Under the Banyan Tree by R.K. Narayan is a short but deep meaning story, which prominently focuses on a creative man’s nightmare.
Be it a writer, a painter, or a film maker, I think his worst fear is that one day he would lose his magical touch, he would no longer be able to compose stories, paint serene views or create superhit movies. Call it a writer’s block, or simply the engine running out of steam, this fear is definitely lodged in every imaginative heart. And, Narayan, in his quintessential simple style, gave a new meaning to this fear.
As Tagore said, a poet can compose only as much as God allows him to do. So, does Narayan portray the story of Nambi, a temple priest who lived in Somal, a small village in mempi hills. He used to tell long stories under the banyan tree on moon lit nights. Every fortnight or so, when he is ready to tell a new story, he would light a lamp under the tree to give a signal to villagers to assemble and hear his story.
All his life, Nambi has been following this routine. In fact, story telling is his only occupation and passion. But one day, he could not remember the next phase of his story. Tried as he might, his memory failed him. He could not utter a single word. As expected, Nambi was left flabbergasted. After this initial failure, he attempted to recreate his magic again and again. But, each time, he failed miserably.

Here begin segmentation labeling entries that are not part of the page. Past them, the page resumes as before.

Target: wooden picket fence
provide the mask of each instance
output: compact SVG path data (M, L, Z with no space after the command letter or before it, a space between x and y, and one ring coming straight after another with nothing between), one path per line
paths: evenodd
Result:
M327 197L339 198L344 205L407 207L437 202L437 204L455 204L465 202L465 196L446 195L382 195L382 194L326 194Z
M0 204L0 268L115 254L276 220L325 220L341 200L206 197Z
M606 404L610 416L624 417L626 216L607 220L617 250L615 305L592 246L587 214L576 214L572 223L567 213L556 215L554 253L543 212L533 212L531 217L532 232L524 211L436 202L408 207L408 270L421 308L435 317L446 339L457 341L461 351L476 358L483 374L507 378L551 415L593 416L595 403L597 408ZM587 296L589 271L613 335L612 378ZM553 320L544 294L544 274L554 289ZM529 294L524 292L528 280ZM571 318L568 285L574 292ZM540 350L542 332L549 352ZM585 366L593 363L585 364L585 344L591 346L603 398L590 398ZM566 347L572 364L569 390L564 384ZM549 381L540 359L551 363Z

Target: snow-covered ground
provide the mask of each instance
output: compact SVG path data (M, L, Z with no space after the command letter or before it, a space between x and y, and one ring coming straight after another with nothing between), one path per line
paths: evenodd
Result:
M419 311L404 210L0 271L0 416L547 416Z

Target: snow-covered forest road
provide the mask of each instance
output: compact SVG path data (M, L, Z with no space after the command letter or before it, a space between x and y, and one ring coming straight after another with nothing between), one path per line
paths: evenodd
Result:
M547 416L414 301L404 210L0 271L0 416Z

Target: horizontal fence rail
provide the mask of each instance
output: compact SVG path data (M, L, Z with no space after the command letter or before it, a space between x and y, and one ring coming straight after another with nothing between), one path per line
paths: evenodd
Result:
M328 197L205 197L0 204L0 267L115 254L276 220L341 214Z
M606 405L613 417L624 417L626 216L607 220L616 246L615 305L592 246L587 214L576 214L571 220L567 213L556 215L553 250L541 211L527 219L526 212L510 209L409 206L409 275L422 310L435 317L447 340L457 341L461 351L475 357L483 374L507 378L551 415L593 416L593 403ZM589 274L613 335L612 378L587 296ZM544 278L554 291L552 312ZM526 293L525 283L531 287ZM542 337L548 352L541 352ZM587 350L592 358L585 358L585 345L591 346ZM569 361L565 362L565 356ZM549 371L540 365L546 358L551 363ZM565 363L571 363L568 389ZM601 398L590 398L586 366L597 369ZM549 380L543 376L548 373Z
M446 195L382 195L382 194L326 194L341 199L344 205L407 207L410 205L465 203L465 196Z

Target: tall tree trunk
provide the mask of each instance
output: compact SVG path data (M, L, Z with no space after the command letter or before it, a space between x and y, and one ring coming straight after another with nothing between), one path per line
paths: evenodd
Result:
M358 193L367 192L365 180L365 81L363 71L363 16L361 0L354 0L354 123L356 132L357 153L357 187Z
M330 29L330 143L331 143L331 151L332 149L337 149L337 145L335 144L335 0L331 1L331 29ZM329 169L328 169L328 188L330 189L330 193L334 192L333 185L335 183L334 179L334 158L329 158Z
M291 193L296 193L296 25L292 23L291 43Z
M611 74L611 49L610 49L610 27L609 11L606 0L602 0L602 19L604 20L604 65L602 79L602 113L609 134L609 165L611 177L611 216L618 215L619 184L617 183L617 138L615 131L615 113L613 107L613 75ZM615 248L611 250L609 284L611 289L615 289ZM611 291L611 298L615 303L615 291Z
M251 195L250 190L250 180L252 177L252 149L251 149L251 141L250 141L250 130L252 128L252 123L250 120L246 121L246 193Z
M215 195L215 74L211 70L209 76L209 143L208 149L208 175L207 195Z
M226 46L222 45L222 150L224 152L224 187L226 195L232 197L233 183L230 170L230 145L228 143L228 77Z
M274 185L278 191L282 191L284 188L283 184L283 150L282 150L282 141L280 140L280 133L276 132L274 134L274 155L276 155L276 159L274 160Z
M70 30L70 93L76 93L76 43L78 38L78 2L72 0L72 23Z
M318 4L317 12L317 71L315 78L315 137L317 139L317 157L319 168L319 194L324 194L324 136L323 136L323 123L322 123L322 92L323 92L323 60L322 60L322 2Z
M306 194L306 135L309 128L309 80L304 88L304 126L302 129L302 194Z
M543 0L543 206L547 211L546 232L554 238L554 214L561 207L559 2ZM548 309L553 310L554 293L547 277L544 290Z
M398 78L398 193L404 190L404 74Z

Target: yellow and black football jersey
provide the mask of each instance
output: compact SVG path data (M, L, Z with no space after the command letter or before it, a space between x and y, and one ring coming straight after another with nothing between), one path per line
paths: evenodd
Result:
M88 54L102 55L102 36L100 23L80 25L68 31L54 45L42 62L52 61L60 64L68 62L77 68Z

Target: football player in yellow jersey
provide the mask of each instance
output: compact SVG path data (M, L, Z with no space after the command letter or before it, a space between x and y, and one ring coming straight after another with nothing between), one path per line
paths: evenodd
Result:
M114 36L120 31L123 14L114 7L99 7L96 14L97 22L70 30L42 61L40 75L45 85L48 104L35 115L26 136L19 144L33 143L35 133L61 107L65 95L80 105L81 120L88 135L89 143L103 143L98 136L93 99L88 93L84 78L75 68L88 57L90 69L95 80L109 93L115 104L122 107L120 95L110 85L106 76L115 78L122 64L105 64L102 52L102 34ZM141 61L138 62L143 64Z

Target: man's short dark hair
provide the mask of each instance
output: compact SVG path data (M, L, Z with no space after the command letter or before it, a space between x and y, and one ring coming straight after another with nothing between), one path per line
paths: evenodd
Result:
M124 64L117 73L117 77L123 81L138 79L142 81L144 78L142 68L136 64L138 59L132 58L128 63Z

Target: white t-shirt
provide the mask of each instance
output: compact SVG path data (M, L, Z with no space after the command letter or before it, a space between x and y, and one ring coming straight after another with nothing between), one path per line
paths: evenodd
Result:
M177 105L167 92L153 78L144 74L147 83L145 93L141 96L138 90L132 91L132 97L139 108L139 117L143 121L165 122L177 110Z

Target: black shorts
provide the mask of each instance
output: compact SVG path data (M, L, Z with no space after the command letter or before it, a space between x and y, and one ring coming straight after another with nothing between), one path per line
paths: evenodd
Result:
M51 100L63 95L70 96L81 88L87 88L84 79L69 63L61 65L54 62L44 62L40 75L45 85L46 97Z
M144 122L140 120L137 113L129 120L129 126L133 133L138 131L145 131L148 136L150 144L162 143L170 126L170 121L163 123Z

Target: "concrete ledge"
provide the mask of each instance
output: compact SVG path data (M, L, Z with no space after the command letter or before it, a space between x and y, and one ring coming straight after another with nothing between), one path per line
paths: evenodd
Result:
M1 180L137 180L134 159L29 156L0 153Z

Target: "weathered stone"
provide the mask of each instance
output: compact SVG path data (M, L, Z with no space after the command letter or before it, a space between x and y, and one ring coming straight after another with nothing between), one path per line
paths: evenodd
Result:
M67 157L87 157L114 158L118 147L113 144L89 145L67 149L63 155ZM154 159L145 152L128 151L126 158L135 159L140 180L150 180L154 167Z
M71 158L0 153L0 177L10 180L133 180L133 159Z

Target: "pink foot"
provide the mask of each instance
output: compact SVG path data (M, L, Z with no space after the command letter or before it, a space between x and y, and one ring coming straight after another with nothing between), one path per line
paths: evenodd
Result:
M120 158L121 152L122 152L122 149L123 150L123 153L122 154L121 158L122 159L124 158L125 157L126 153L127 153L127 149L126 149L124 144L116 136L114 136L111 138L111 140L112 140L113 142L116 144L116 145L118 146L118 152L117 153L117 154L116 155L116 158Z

Why did this happen? Did age finally caught up with him or Goddess took away his ability? As Narayan leaves the question hanging in mid air, the story ends without a definite conclusion.
But, nevertheless, Under the Banyan Tree comes across as a reflection of Narayan’s fear of his own air fizzling out. May be he also felt old like Nambi or at least was apprehensive of following suit.
Well, just not an expression of deepest fears, the story also abounds in creativity. As Nambi narrates fancy tales, I got the feeling of listening to a story within story. Another gem that lay scattered in Town of Malgudi!